A few years ago, before I got so damned sick, I’d have thought nothing of jetting off to New York City, sleeping on a different couch every night, and throwing myself into crowds all day and all night. Now I carry a mini pharmacy with me, I note the exits of every room, and I sprang for a shoebox room at the Y so I would have a 100% private, lockable place to hide and sleep.
I know this might come as a surprise to some of you, especially since I know that a lot of people think of me as a real bad-ass. (You became a full-time writer instead of getting another 9 to 5! You sing karaoke while sober! You’re out as genderqueer in the fucking Midwest!)
Well, yes, but when the same kind of stomach-twisting terror applies to completely innocuous things like riding one’s bike in traffic, it’s hard to imagine that anything is, objectively, all that scary. When everything is a 10 on the scale of 1 to WE’RE ALL GONNA DIE, then why not just do what you want?
My point is that, so far, I have made it through several days of wonderful, awesome, and tremendously high-stress performances, and I have NOT thrown up, freaked out, broken out in hives, or come down with some other bullshit psychosomatic illness.

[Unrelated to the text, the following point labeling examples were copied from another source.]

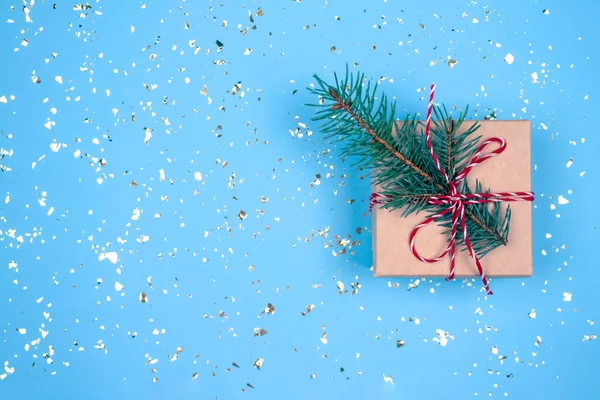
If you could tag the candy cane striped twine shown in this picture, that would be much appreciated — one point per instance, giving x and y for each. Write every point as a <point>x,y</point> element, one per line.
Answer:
<point>456,201</point>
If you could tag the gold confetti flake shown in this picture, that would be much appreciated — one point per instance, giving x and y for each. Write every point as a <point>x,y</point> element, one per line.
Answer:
<point>258,363</point>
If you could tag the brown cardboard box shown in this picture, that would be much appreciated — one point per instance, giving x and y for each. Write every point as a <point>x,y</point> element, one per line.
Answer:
<point>509,171</point>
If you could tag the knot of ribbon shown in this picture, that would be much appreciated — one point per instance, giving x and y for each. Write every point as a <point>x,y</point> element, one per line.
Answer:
<point>456,201</point>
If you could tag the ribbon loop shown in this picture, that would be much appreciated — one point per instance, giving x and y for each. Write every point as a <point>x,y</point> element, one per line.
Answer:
<point>456,201</point>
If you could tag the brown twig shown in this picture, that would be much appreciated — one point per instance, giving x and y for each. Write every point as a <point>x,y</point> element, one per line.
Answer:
<point>347,107</point>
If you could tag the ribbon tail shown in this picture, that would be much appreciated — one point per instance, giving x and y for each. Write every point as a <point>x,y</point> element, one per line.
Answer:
<point>484,279</point>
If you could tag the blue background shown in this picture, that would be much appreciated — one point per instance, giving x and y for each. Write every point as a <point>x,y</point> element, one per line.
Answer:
<point>213,277</point>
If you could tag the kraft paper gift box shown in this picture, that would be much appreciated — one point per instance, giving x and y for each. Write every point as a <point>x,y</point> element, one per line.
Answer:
<point>509,171</point>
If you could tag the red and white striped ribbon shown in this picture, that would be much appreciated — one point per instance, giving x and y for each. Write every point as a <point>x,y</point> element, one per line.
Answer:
<point>456,201</point>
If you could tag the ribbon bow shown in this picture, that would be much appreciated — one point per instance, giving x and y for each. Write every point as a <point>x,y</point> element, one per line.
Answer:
<point>456,201</point>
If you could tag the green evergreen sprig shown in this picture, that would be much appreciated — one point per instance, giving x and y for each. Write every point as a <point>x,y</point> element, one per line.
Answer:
<point>363,121</point>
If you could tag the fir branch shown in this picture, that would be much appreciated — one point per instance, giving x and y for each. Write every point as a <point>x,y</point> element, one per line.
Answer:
<point>347,106</point>
<point>364,123</point>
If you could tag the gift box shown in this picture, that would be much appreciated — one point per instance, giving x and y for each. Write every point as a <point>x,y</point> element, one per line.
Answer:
<point>509,171</point>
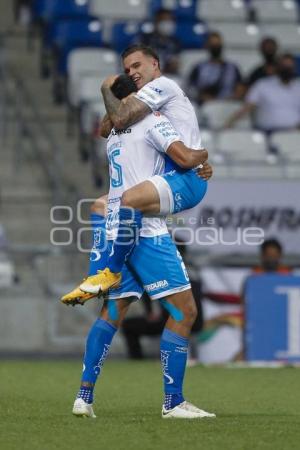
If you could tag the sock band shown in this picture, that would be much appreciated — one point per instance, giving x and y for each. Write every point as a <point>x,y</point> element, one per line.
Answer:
<point>174,338</point>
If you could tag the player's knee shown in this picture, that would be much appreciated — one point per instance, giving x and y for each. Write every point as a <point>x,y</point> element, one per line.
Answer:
<point>99,206</point>
<point>127,199</point>
<point>190,311</point>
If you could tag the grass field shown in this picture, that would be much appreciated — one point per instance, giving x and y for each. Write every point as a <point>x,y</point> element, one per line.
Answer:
<point>256,408</point>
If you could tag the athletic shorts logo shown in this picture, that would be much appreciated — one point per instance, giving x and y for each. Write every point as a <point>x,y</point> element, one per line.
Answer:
<point>158,285</point>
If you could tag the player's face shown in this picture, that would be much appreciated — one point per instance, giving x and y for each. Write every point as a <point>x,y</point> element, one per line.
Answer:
<point>141,68</point>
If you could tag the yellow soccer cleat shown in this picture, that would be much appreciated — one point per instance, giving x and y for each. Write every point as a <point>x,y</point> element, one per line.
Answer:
<point>102,282</point>
<point>76,297</point>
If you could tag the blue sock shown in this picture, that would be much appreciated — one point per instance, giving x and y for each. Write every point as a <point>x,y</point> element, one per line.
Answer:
<point>130,222</point>
<point>173,355</point>
<point>97,348</point>
<point>99,254</point>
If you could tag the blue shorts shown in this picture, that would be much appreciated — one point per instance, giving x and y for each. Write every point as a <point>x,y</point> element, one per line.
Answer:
<point>188,189</point>
<point>156,266</point>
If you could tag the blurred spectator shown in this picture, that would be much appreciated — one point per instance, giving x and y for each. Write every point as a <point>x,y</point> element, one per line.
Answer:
<point>163,40</point>
<point>215,78</point>
<point>270,258</point>
<point>275,100</point>
<point>22,11</point>
<point>268,49</point>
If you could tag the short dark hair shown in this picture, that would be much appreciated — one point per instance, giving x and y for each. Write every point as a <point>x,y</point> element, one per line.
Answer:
<point>123,86</point>
<point>145,49</point>
<point>271,243</point>
<point>286,56</point>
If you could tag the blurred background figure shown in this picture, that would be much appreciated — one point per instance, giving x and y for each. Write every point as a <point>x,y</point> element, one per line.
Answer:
<point>274,100</point>
<point>22,11</point>
<point>164,41</point>
<point>215,78</point>
<point>271,254</point>
<point>268,49</point>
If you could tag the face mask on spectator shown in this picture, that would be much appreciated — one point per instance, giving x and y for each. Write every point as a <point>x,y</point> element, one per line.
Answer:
<point>269,57</point>
<point>270,265</point>
<point>215,51</point>
<point>286,73</point>
<point>166,27</point>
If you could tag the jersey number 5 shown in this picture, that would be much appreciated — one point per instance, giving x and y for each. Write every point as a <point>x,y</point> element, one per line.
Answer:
<point>116,169</point>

Hooray!
Last night we performed at Vaudeville Park, a great little performance space in Bushwick that appears to be in somebody’s living room, accompanied by live music courtesy of the Brooklyn band Battle of the Camel. The night before that, we all had a great time reading on a double bill with Moonshot Magazine at Book Thug Nation in W-burg. These have been great little performances with awesome high-energy people at some of the best local underground places in Brooklyn, but tonight, we’re migrating back to lower Manhattan for our main event.
TONITE! KGB BAR! NOHO! 7PM! BE THERE OR MISS SOMETHING AWESOME!

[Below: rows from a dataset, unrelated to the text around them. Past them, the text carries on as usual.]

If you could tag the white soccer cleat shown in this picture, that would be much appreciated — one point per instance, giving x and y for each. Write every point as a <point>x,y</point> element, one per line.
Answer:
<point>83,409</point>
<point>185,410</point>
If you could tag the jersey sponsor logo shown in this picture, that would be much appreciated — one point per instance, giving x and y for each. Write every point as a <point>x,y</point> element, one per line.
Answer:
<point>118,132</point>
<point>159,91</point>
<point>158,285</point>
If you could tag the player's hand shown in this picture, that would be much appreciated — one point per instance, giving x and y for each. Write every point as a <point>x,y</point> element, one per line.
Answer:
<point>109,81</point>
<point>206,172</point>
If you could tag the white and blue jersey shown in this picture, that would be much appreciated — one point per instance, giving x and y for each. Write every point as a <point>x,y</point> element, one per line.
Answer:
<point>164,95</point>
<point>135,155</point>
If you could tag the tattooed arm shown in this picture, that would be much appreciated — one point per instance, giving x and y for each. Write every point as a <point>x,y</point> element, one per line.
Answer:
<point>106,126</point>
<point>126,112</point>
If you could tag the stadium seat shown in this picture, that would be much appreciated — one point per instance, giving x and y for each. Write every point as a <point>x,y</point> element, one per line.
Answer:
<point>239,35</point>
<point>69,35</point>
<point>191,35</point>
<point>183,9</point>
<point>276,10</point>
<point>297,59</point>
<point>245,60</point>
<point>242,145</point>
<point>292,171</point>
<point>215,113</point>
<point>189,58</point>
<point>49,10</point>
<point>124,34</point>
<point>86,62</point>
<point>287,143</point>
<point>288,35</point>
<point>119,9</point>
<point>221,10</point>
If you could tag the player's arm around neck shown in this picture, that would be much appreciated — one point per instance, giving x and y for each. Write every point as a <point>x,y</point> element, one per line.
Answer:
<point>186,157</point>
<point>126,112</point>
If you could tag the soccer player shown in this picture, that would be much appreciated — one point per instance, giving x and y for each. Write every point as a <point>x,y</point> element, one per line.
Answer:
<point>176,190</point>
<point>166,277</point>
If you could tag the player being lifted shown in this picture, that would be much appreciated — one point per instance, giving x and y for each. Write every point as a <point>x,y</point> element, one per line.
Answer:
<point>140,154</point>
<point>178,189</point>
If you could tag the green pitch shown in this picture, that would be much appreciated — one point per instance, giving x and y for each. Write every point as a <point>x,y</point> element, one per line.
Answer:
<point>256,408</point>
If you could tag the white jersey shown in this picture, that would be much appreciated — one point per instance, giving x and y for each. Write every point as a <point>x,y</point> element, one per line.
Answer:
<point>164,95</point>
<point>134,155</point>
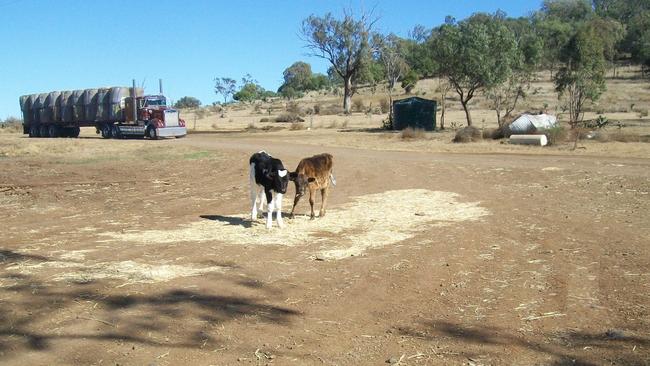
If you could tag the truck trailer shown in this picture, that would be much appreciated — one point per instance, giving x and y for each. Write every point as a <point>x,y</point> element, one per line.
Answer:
<point>115,112</point>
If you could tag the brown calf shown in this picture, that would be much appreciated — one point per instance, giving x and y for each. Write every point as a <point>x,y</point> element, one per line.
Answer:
<point>313,173</point>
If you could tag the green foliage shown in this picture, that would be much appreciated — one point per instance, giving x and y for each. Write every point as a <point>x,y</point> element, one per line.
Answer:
<point>479,53</point>
<point>582,77</point>
<point>567,10</point>
<point>225,87</point>
<point>298,79</point>
<point>637,41</point>
<point>409,81</point>
<point>187,102</point>
<point>344,43</point>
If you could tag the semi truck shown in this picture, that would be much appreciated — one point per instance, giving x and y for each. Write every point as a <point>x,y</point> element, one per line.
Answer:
<point>115,112</point>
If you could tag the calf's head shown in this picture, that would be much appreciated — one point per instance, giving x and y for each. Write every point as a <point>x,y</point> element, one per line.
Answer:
<point>279,180</point>
<point>301,181</point>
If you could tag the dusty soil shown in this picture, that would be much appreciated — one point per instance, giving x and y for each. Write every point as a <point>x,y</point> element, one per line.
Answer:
<point>141,253</point>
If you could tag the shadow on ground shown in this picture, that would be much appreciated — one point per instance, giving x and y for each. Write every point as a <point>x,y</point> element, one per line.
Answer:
<point>561,348</point>
<point>35,314</point>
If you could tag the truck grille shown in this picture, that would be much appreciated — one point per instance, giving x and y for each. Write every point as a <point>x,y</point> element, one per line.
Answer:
<point>171,118</point>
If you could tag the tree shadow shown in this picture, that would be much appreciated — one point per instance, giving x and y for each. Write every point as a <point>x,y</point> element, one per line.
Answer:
<point>230,220</point>
<point>10,255</point>
<point>565,347</point>
<point>31,308</point>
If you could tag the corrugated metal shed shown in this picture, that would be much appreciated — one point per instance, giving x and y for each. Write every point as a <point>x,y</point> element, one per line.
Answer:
<point>414,112</point>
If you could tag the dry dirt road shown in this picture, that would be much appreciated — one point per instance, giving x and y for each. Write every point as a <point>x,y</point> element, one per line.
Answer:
<point>148,258</point>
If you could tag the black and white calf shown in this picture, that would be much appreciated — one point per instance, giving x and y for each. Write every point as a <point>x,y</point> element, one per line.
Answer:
<point>268,176</point>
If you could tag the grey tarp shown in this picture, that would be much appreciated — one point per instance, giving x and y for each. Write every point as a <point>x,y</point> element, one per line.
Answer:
<point>527,123</point>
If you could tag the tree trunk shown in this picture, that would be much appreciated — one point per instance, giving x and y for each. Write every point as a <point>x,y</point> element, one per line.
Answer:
<point>390,108</point>
<point>347,95</point>
<point>467,114</point>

Coming at you live from my temporary base of operations, the aptly named Cafe Grumpy in Greenpoint, Brooklyn!
I had a fine flight to NYC, despite a nightmarish scenario at airport security in which I narrowly avoided getting strip-searched or arrested. What was I doing? Carrying the packer (link probably NSFW) that I always wear in my carry-on bag. You know, so I wouldn’t look like I was carrying plastic explosives in my underwear when I went through the pornoscanner? My bag got flagged. The agent, sensing that I was agitated, offered me a private screening, but I thought “Oh, great. No witnesses,” and let them whip it out right in the middle of the line.
TSA: Protecting America from my junk since 2002. I’m taking the fucking bus from now on.
So anyway, last night we recorded an excellent show for the CCLaP podcast at Le Poisson Rouge in Greenwich Village. We got there and hipsters were lined up around the block – but it turned out they were there to see Regina Spektor, who was playing a concert there after our set.
I wish I could say that we opened for Regina Spektor. But as John Reed pointed out, since we were performing in the basement, it’s more like we bottomed for Regina Spektor.
Tonight we’ll be at Book Thug Nation in Williamsburg, Brooklyn. Oh, and while I’m here, I have another announcement: My short story “Winning the Tiger” has been included in Topside Press‘s collection of fiction by trans and genderqueer writers. I’m planning on reading it tonight for the very first time!